None of this replaces the global food supply chain and it would be a mistake to suggest it could. Onboard growing supplements rather than substitutes, covering a slice of fresh nutrition, not the whole provisioning need. But resilience is rarely about replacing a system wholesale. Instead, it aims to build redundancy where failure is most costly, and a vessel three weeks from the nearest port is precisely such a point. It also meets tightening regulatory requirements: the Maritime Labour Convention’s most recent amendments require food on board to be adequate not only in quantity but in nutritional value, quality and variety, making reliable access to fresh produce a matter of compliance as well as care.

This is not hypothetical.

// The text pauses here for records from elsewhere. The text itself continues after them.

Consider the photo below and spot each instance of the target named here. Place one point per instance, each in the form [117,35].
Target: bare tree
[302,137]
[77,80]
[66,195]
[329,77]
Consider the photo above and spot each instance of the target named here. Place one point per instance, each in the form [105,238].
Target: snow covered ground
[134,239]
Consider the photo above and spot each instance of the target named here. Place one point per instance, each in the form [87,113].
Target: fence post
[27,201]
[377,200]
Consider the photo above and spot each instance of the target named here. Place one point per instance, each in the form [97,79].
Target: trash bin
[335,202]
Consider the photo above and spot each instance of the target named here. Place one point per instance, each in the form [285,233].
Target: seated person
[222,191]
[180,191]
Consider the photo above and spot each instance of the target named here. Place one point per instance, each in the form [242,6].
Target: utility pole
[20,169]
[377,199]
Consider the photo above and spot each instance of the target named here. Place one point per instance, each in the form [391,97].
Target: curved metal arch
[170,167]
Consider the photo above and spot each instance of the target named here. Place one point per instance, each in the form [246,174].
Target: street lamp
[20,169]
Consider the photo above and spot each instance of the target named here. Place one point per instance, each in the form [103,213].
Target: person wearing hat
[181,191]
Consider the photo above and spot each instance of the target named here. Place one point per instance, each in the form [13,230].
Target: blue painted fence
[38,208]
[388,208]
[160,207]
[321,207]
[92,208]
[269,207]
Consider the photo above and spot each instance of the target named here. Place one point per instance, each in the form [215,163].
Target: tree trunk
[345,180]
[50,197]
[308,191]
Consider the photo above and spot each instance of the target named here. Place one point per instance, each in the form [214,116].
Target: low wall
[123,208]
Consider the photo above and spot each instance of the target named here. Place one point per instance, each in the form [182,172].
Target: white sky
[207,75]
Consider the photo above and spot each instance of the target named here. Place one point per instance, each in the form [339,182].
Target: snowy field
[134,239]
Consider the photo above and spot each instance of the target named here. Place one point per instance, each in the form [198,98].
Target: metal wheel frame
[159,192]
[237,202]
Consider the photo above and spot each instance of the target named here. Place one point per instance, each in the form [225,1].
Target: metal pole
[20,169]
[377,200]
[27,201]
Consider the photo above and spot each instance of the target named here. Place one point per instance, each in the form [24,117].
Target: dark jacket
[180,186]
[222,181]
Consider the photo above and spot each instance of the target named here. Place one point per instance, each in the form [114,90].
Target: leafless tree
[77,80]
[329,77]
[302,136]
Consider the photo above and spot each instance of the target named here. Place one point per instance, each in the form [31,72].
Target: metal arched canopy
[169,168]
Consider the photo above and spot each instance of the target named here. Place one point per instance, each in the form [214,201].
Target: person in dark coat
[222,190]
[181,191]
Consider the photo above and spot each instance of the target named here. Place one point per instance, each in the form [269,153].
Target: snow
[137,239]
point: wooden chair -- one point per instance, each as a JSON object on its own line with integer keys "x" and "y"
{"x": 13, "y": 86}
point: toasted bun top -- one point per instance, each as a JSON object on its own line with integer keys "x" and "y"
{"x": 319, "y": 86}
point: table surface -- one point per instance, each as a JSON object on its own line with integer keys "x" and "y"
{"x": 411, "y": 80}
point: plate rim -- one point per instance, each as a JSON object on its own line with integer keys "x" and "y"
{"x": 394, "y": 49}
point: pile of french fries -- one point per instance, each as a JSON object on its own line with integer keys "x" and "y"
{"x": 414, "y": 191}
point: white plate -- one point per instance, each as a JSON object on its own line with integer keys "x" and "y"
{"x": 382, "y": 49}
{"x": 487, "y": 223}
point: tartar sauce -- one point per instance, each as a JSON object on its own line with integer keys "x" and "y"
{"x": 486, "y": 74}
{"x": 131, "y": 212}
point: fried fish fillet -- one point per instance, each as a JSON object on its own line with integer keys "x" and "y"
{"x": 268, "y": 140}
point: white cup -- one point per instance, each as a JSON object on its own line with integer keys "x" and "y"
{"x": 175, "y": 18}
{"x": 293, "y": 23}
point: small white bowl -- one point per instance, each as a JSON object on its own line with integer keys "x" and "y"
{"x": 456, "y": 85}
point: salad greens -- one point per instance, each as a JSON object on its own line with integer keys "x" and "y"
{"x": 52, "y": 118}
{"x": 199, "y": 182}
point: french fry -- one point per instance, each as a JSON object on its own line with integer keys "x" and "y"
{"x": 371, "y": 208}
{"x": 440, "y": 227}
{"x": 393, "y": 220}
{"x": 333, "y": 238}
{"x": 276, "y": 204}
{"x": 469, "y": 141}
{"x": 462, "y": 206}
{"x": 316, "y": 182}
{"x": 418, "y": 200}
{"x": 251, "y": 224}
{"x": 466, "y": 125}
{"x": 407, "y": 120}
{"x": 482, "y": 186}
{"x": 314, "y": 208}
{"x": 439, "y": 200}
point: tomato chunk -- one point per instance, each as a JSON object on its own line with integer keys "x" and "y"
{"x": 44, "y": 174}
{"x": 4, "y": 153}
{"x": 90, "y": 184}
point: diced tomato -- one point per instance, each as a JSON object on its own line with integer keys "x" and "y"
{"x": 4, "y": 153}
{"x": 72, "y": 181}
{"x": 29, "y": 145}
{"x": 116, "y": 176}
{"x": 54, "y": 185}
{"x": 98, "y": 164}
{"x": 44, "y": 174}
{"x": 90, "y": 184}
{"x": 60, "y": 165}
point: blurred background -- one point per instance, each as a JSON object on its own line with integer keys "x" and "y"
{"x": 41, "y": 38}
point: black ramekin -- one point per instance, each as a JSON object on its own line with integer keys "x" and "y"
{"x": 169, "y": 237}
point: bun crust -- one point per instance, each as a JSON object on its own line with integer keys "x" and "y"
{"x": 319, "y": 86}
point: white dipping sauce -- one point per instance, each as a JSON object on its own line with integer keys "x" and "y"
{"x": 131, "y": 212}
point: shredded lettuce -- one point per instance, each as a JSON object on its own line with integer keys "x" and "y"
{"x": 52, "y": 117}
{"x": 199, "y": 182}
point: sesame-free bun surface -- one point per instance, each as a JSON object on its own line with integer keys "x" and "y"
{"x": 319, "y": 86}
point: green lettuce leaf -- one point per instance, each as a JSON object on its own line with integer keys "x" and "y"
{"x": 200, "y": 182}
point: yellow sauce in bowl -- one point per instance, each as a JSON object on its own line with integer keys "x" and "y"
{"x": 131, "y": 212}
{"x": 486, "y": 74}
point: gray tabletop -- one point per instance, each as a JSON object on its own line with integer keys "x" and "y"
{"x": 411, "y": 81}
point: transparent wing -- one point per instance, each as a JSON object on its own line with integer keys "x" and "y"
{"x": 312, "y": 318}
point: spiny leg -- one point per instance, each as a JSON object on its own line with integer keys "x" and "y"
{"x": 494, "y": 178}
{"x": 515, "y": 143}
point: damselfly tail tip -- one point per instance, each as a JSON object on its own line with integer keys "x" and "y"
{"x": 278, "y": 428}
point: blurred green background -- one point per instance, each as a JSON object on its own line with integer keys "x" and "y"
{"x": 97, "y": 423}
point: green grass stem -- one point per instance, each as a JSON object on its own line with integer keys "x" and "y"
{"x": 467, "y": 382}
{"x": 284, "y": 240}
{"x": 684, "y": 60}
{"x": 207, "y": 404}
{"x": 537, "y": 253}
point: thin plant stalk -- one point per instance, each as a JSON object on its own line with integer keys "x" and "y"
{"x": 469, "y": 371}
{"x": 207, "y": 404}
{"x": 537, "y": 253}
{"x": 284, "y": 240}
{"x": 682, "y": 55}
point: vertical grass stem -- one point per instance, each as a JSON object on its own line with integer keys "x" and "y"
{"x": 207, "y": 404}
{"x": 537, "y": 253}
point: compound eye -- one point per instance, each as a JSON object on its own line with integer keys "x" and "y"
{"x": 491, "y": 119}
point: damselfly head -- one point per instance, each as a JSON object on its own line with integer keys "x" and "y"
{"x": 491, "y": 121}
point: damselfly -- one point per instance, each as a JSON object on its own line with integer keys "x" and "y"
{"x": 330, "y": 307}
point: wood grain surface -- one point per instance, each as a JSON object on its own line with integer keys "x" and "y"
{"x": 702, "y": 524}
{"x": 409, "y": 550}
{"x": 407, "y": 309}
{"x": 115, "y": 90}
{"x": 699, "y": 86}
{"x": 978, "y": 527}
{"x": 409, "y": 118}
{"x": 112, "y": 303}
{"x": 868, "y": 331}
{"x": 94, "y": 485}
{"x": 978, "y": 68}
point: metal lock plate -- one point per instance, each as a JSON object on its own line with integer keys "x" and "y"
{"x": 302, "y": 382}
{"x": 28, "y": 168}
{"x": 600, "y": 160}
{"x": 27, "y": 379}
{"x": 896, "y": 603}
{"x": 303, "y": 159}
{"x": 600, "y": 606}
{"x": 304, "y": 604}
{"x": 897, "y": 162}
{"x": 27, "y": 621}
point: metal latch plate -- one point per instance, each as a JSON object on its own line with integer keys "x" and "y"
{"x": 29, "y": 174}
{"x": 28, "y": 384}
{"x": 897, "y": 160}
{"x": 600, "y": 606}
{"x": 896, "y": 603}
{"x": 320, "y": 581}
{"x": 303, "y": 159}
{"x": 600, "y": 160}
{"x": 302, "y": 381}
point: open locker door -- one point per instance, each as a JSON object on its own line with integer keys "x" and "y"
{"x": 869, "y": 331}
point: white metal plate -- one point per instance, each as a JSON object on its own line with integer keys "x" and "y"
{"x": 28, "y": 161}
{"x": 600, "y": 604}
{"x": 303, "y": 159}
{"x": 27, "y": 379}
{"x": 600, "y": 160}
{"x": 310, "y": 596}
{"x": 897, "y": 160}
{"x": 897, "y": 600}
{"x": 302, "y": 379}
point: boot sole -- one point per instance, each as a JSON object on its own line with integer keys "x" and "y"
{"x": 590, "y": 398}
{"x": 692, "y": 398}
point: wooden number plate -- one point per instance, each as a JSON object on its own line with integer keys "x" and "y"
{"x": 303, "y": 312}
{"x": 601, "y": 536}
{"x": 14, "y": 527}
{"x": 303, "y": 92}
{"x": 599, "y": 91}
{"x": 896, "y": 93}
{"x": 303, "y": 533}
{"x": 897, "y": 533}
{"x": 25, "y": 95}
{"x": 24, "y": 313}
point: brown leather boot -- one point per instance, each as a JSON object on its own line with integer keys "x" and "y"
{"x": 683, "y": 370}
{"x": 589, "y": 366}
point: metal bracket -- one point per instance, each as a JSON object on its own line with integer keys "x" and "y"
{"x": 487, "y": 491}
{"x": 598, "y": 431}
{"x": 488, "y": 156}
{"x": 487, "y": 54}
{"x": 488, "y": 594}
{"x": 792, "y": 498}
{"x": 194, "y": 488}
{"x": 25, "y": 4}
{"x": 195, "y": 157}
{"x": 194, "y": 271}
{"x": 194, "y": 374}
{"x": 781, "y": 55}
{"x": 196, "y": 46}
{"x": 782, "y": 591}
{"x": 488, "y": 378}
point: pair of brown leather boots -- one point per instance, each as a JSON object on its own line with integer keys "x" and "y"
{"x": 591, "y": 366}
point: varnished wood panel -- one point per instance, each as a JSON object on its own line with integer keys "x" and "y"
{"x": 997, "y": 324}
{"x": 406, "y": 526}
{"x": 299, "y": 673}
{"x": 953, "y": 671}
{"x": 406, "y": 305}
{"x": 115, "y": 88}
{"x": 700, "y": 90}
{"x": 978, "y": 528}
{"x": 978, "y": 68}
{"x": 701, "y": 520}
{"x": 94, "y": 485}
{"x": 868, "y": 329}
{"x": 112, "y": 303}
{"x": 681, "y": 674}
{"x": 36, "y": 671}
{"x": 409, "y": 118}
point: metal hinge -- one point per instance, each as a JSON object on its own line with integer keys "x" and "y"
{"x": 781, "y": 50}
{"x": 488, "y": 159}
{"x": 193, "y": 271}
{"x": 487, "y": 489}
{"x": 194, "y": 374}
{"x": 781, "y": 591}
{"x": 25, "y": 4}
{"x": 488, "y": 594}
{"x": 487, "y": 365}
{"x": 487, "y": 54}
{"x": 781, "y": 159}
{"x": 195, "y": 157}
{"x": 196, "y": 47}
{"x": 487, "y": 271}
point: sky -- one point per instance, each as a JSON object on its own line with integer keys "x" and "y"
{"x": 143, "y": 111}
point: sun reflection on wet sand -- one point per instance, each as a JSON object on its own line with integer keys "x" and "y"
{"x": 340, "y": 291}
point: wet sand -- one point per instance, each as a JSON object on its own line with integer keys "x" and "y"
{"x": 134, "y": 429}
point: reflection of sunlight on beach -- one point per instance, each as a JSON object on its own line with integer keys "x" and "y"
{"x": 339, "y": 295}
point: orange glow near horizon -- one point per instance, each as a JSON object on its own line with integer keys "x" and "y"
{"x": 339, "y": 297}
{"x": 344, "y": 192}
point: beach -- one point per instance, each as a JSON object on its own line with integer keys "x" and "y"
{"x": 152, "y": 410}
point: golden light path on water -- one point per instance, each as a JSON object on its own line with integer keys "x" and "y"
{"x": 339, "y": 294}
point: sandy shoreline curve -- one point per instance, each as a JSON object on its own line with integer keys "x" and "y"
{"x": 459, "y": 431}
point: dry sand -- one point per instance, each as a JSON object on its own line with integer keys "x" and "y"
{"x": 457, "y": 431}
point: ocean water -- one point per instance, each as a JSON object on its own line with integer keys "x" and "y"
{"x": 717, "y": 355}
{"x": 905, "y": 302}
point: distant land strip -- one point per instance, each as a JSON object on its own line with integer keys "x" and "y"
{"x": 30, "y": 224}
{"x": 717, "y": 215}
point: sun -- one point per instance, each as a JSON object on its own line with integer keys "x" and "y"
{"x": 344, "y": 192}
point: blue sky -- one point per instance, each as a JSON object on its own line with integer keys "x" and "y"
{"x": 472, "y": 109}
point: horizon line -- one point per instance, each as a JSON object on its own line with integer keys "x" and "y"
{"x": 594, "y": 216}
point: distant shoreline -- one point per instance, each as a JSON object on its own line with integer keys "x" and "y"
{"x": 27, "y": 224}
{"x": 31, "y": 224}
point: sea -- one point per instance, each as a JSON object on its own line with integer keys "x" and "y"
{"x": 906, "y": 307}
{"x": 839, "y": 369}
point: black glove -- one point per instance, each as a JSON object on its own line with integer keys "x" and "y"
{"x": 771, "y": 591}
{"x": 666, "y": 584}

One crew working in a sensitive, high-pressure environment in the Gulf described having fresh produce grown onboard as “a significant improvement compared to traditional supply limitations at sea”, noting that it supported nutrition, morale and daily routine during an extended period away from port. The detail matters, because it shows how quickly supply chain resilience becomes human resilience once a vessel is cut off from normal resupply.

Shipping, then, is not a niche curiosity. It is a preview. It shows in compressed and unforgiving form what happens when an efficient supply chain meets conditions it was never designed for, and points towards the thinking that will shape the next decade of food security. The report closes by asking whether global food supply chains can move beyond efficiency alone, towards systems able to withstand environmental, economic and geopolitical pressure. The vessels already growing their own food are, in their modest way, beginning to answer it. The rest of the food system would do well to watch what they learn.